What seems to have caught the Ashden Awards’ jury’s attention with this company is both the messianic zeal they have to rid Africa of nasty, inherently unsafe, smelly and polluting kerosene, and how the company has tackled the “final mile” in terms of getting its solar lamps to remote rural communities.

It is a staggeringly simple business model. Andrews explained that Solar Aid invites rural school teachers to meetings in provincial towns and there explains and demonstrates the lights to the teachers. The teachers then return to their schools and take orders from their pupils’ families. The basic light, that costs around $10, is a quite sizable expense for many families, but they soon find that they can save a considerable sum on buying kerosene or candles.

It is not just the savings they can make, but parents quickly understand that their children, by having reliable reading light after sunset, do far better with their homework and school studies in general. That also provides the incentive for the teachers to promote the lamps, and while they do not earn a commission as such, their schools can also benefit from receiving some of Solar Aid’s larger products.
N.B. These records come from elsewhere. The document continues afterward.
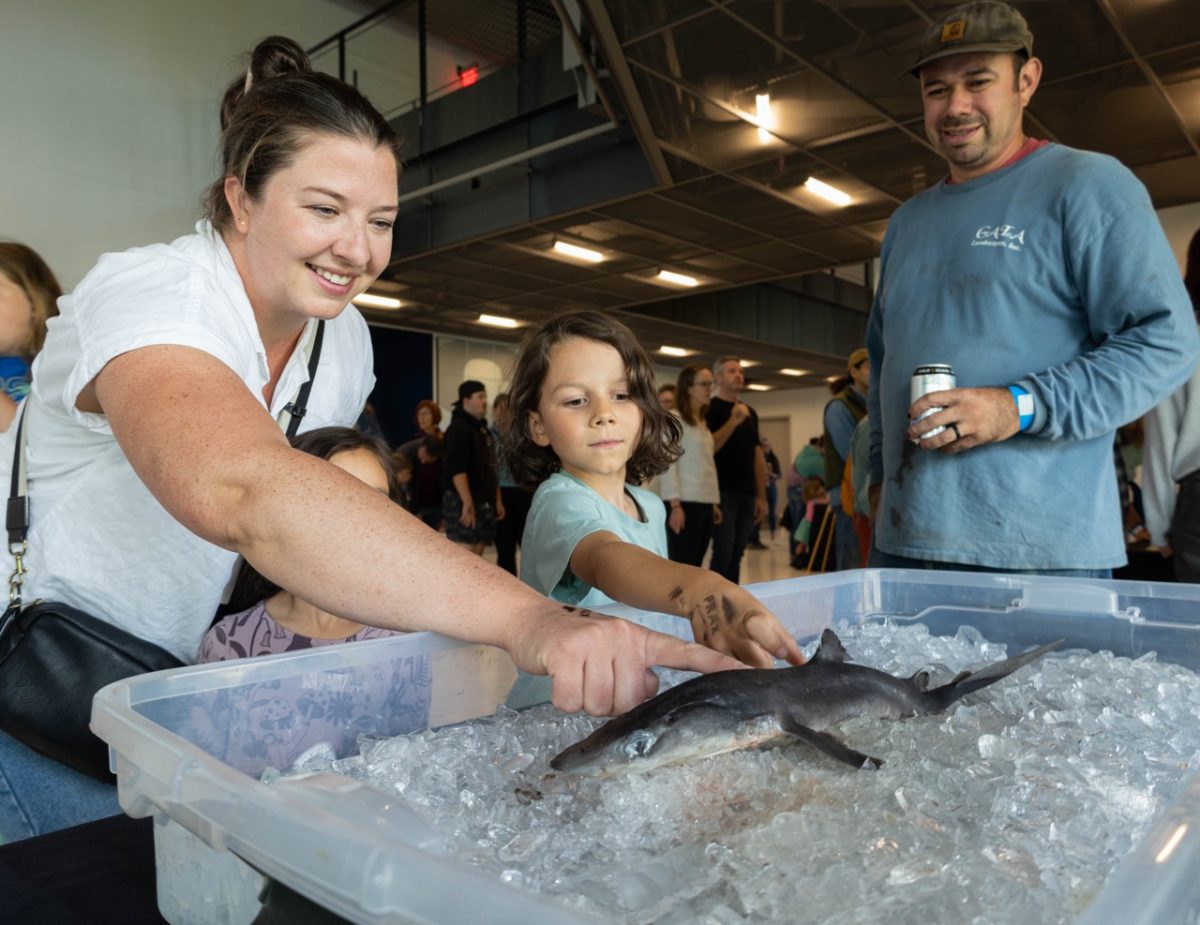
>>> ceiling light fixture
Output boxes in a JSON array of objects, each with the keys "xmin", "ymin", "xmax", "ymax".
[
  {"xmin": 804, "ymin": 176, "xmax": 851, "ymax": 205},
  {"xmin": 553, "ymin": 240, "xmax": 604, "ymax": 264},
  {"xmin": 754, "ymin": 94, "xmax": 775, "ymax": 144},
  {"xmin": 350, "ymin": 293, "xmax": 403, "ymax": 308},
  {"xmin": 654, "ymin": 270, "xmax": 700, "ymax": 289},
  {"xmin": 479, "ymin": 314, "xmax": 521, "ymax": 328}
]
And it is not just light that the Solar Aid products can provide. These handy little photovoltaic units, small enough to slip into a jacket pocket, can also recharge mobile phones, saving subscribers who are not on the grid the trudge (and the time and money) to travel to a local store to recharge their phones every few days.

When New African asked Andrews just how he thought Solar Aid and its partner company Sunny Money, would use the prize money, he explained that in his opinion it was not the money that was so important, but the stamp of credibility that the Ashden Award would place on his company. As he put it: “This is considered the gold standard by our peers in the renewable energy industry.”

Solar Aid was not the only solar energy project to receive an Ashden Award. So too did the Tanzania-based Azuri Technologies. Azuri, which launched in 2011, is now in 11 countries in sub-Saharan countries and supplies solar solutions in the form of small systems that can bring good quality light and phone charging to off-grid households. Recognising that many potential customers for their devices would find it difficult to meet the up-front costs of solar panels and inverters, they have developed a pay-as-you-go system that operates in exactly the same way as mobile phone top-up scratch cards.

Households usually sign up for what Azuri calls its “Indigo Duo” package. This comprises of a small 2.5W photovoltaic panel (about the same size as a large-ish notebook computer), with a 3.3Ah LiFePO4 re-chargeable battery that can power two 60 lumen lights plus a USB output for mobile phone charging. As the customer uses the weekly pay-as-you-go system, the equipment is gradually paid for.